Leserbrief zur FN-Berichterstattung über die Frankenbahn.
Mit Interesse habe ich, Schaffner bei der Frankenbahn, in den letzen Wochen die FN-Berichte über die Bahnübergänge in Grünsfeld und Zimmern verfolgt. Wir Eisenbahner können sehr gut verstehen, dass unsere Vorschriften, die wir beim Passieren eines offenen oder gestörten Bahnübergangs befolgen müssen, die Anwohner in Grünsfeld und Zimmern stört. Insbesondere das Hupen ist für die Anwohner sehr nervig.
Was ich persönlich und viele meiner Kollegen nicht nachvollziehen können, ist das Meckern über uns Zugpersonal.
Ich persönlich habe es nicht nur einmal erlebt, dass der Zug an dem offenen Bahnübergang in Zimmern steht, der Lokführer hupt und trotzdem vor uns mehrere Autos über die Gleise fahren.
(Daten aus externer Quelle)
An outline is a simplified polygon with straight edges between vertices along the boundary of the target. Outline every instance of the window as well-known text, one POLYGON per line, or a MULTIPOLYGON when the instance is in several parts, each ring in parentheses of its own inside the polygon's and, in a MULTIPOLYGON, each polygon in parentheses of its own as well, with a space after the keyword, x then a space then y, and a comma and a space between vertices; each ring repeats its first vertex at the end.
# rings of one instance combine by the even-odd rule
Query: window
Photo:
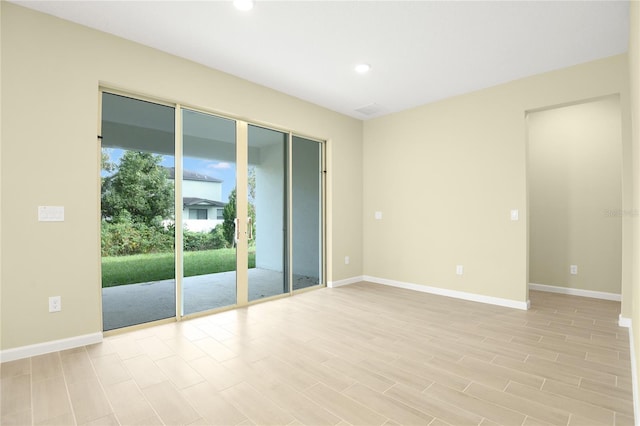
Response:
POLYGON ((207 220, 207 209, 189 209, 189 219, 207 220))
POLYGON ((224 212, 224 209, 218 209, 218 217, 217 217, 218 220, 224 220, 223 212, 224 212))

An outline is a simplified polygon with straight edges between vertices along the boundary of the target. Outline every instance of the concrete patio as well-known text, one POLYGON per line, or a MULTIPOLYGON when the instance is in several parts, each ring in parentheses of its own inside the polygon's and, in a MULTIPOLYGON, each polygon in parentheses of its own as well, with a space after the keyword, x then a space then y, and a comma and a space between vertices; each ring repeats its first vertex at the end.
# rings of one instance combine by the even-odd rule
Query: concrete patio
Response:
MULTIPOLYGON (((294 290, 318 283, 317 277, 293 277, 294 290)), ((236 303, 235 271, 184 278, 183 287, 185 315, 236 303)), ((249 269, 250 301, 284 292, 282 272, 249 269)), ((175 305, 173 279, 103 288, 103 330, 174 317, 175 305)))

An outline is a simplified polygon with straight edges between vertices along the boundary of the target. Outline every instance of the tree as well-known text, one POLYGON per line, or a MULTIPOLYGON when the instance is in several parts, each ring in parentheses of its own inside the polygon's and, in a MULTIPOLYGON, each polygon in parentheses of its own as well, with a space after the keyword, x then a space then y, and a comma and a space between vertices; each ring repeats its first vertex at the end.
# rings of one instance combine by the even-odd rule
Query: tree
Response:
MULTIPOLYGON (((103 155, 103 166, 110 164, 103 155)), ((173 185, 162 156, 149 152, 125 151, 116 172, 103 179, 102 217, 107 221, 131 220, 159 225, 173 216, 173 185), (127 219, 125 219, 127 218, 127 219)))
POLYGON ((102 170, 102 175, 100 178, 100 194, 101 197, 104 197, 104 192, 106 190, 107 187, 107 182, 108 182, 108 174, 113 172, 116 169, 116 165, 111 161, 111 157, 109 155, 109 149, 108 148, 102 148, 102 151, 100 153, 101 157, 100 157, 100 169, 102 170))
POLYGON ((111 156, 109 155, 108 148, 102 148, 101 158, 100 158, 100 168, 108 173, 116 169, 116 165, 111 162, 111 156))
MULTIPOLYGON (((253 238, 256 237, 256 207, 255 207, 255 198, 256 198, 256 170, 255 168, 249 169, 248 175, 248 198, 249 198, 249 217, 251 218, 251 227, 253 231, 253 238)), ((235 223, 234 220, 236 218, 236 201, 237 194, 236 188, 229 193, 229 201, 227 205, 224 206, 224 210, 222 210, 222 217, 224 217, 224 222, 222 224, 223 234, 225 240, 232 247, 235 246, 234 235, 235 235, 235 223)))
POLYGON ((227 201, 227 205, 224 206, 222 210, 222 217, 224 218, 224 222, 222 223, 222 232, 224 234, 224 239, 227 240, 231 247, 236 245, 234 241, 235 235, 235 223, 234 220, 236 218, 236 189, 233 188, 231 193, 229 193, 229 200, 227 201))

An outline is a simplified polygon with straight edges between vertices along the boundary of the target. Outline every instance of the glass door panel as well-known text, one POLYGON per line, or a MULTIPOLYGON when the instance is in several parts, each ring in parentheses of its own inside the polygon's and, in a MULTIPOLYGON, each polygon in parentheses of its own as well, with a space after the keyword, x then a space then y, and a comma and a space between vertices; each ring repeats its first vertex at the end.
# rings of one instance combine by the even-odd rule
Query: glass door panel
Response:
POLYGON ((288 134, 249 125, 249 301, 289 292, 287 279, 288 134))
POLYGON ((183 315, 237 301, 236 123, 182 110, 183 315))
POLYGON ((322 283, 322 144, 293 137, 291 146, 293 290, 322 283))
POLYGON ((175 317, 175 109, 102 93, 103 330, 175 317))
Wenn es ernst wird, ist der Zug mit über 160 Tonnen immer stärker. Die Regeln der Straßenverkehrsordnung haben anschneidend viele vergessen. Der Zug hat immer Vorfahrt. Was ich auch nicht nachvollziehen kann, ist die Empörung darüber, dass sich die Instandsetzung der Bahnübergänge jetzt ein Jahr oder länger hinzieht.
Alle 16 Landesverkehrsminister, alle Bürgermeister mit Bahn-Anschluss und alle Bundesverkehrsminister haben die letzten 20 Jahre nur zugeschaut wie Deutschland seine Bahn kaputt gespart hat. Die BRD gibt heute noch weniger (pro Einwohner) für die Erhaltung des Schienennetzes aus als Österreich.
Als 2019 der Tunnel in Wittighausen komplett saniert wurde, haben alle Eisenbahner sich dafür ausgesprochen, gleichzeitig auch noch dringende Arbeiten entlang der Strecke durchzuführen. Zum Beispiel die Sanierung der Bahnsteige in Zimmern, Wittighausen, Grünsfeld und Gerlachsheim. Dies wurde damals von den Gemeinden abgelehnt, da diese etwas dazu zahlen hätten müssen.
Heute wird in Ihrer Zeitung wieder eine Komplettsperrung der Strecke gefordert, um diese grundlegend in Stand setzen zu können. Dies wird nicht passieren. Selbst wenn das Geld dafür da ist und auch die Bereitschaft von DB-Netze: Der Fachkräftemangel bei der Bahn ist größer als Sie sich vorstellen können. Die Menschen, die diese Arbeiten ausführen würden, sind einfach nicht da. Auch würde ich gerne mal wissen, was die Anwohner und Pendler sagen würden, wenn die Strecke ein halbes Jahr oder länger gesperrt wäre und rund um die Uhr, sieben Tage die Woche, gearbeitet würde. Als 2013 das Stellwerk Mainz über Wochen nicht besetzt war, hat sich die ganze Republik aufgeragt. Heute ist Mainz überall.
In Neckargemünd ist das Stellwerk nun schon über Wochen von 22 bis 4.30 nicht besetzt. In dieser Zeit können ab Mosbach-Neckarelz oder Sinsheim nach Heidelberg keine Züge fahren. Auch keine Güterzüge nach Mannheim.
In Nordhausen (Thüringen) fallen die Züge schon seit Monaten aus, weil die Stellwerke nicht besetzt sind. Jeder, der sich über solche Zustände aufregt, sollte sich fragen, ob er diese Arbeit im Schichtdienst rund um die Uhr an 365 Tagen im Jahr machen würde.
Auch die Sicherungsposten in Grünsfeld und Zimmern müssen rund um die Uhr da sein, Tag und Nacht, egal wie das Wetter ist.
Wir haben einen erheblichen Fachkräftemangel bei der Bahn. Erst wenn die Gesellschaft sich eingesteht, dass es so nicht weitergehen kann, wird sich etwas ändern. Das heißt auch, dass die Gesellschaft weg muss von ihren Sonntagsreden und von den schönen Kosten-Nutzen-Rechnungen. Sie muss endlich handeln, und die Bürger müssen es auch wollen. Solange man lieber Straßen statt Schienen baut, wird es nicht besser. Es wird ehr noch schlimmer.
Auch muss die Gesellschaft begreifen, dass gerade bei dem Fachkräftemangel bei der Bahn diese Arbeiten eben dauern werden. Sie sollte ich aber ernsthaft fragen: Wer ist denn für den Investitionsstau verantwortlich?